Anak Muda di Banten Diajak Tetap Konsisten Jaga Iman
- 04 Mar 2026 08:50 WIB
- Banten
RRI.CO.ID, Cilegon - Memasuki pertengahan bulan Ramadan, fenomena menurunnya semangat beribadah atau "loyo di tengah jalan" kerap menjadi tantangan bagi banyak umat Muslim. Menanggapi hal tersebut, Mahasiswa Sekolah Tinggi Ilmu Tarbiyah (STIT) Al-Khairiyah Citangkil, Ihyaur Rizki Zamzami, membagikan tip menjaga spiritualitas agar tetap stabil hingga hari kemenangan tiba.
Ihya menekankan bahwa lingkungan memiliki peran krusial dalam membentuk grafik keimanan seseorang. Menurutnya, rasa malas yang muncul di pertengahan bulan puasa sering kali disebabkan oleh faktor psikologis dan sosial di sekitar kita.
"Jadi pas awal semangat, pas tengah-tengah lemas. Karena lingkungan kita juga mempengaruhi. Kalau di awal semangat, kita harus tetap semangat. Jangan mengikuti orang-orang yang tadinya semangat jadi lemas, kita ikut lemas," ujar Ihya ketika berdialog di RRI, Senin, 2 Maret 2026.
Ia menyarankan agar masyarakat, khususnya generasi muda, mulai mencari lingkaran pertemanan atau circle yang memiliki visi ibadah yang sama. Hal ini bertujuan agar energi positif dan semangat beribadah tetap terjaga melalui dukungan antarsesama.

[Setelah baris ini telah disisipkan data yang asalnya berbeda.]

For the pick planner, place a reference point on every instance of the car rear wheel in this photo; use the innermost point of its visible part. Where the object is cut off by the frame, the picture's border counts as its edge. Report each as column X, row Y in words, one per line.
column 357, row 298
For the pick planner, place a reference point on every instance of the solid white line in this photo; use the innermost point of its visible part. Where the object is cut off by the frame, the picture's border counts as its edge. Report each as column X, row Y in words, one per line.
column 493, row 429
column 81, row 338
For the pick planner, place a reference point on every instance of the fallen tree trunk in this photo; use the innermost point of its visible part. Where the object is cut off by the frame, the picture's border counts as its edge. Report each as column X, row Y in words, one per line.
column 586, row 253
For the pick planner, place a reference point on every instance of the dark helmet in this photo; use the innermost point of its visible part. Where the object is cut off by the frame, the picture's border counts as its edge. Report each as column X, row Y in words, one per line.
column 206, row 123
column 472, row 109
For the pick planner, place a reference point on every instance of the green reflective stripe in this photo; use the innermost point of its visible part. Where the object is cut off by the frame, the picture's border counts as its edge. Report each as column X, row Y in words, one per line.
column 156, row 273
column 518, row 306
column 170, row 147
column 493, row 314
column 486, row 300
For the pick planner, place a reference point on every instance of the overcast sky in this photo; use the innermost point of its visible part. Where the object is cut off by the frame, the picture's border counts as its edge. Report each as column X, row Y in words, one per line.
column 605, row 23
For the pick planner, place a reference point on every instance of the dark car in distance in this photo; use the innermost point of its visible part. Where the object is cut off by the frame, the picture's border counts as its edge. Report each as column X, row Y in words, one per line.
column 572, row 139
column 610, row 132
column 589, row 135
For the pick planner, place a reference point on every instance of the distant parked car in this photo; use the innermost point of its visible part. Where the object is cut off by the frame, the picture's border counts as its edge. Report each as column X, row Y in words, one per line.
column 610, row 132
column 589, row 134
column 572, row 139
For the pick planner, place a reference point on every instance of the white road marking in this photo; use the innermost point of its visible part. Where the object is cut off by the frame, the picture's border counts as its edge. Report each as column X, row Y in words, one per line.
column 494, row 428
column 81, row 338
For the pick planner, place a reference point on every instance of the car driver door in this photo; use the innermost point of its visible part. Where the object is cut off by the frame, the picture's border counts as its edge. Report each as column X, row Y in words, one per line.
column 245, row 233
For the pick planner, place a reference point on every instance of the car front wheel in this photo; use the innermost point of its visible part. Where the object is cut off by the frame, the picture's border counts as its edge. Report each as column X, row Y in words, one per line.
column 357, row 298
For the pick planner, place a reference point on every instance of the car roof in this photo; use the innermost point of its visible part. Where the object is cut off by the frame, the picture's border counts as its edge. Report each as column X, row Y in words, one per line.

Lebih lanjut, mahasiswa asal Cilegon ini menjelaskan bahwa alasan fisik seperti lemas saat berpuasa tidak seharusnya menjadi pembenar untuk meninggalkan kewajiban atau malas beribadah. Ia mengingatkan bahwa Ramadan adalah momentum "obral pahala" yang tidak datang setiap bulan.
"Allah itu suka dengan perkara ibadah yang sedikit tetapi dilakukan terus-menerus (konsisten), dibandingkan ibadahnya banyak sekaligus tapi besoknya lemas atau malas-malasan," katanya.
Ihya juga memberikan harapan bagi mereka yang merasa memiliki masa lalu kelam. Mengutip hadis Nabi Muhammad SAW, ia menegaskan bahwa barangsiapa yang berpuasa dengan dasar iman dan mengharap rida Allah, maka dosa-dosanya yang terdahulu akan diampuni.
"Makanya Ramadan disebut bulan ampunan. Dosa sebelumnya diampuni jika kita sungguh-sungguh memperbaiki iman," ucapnya.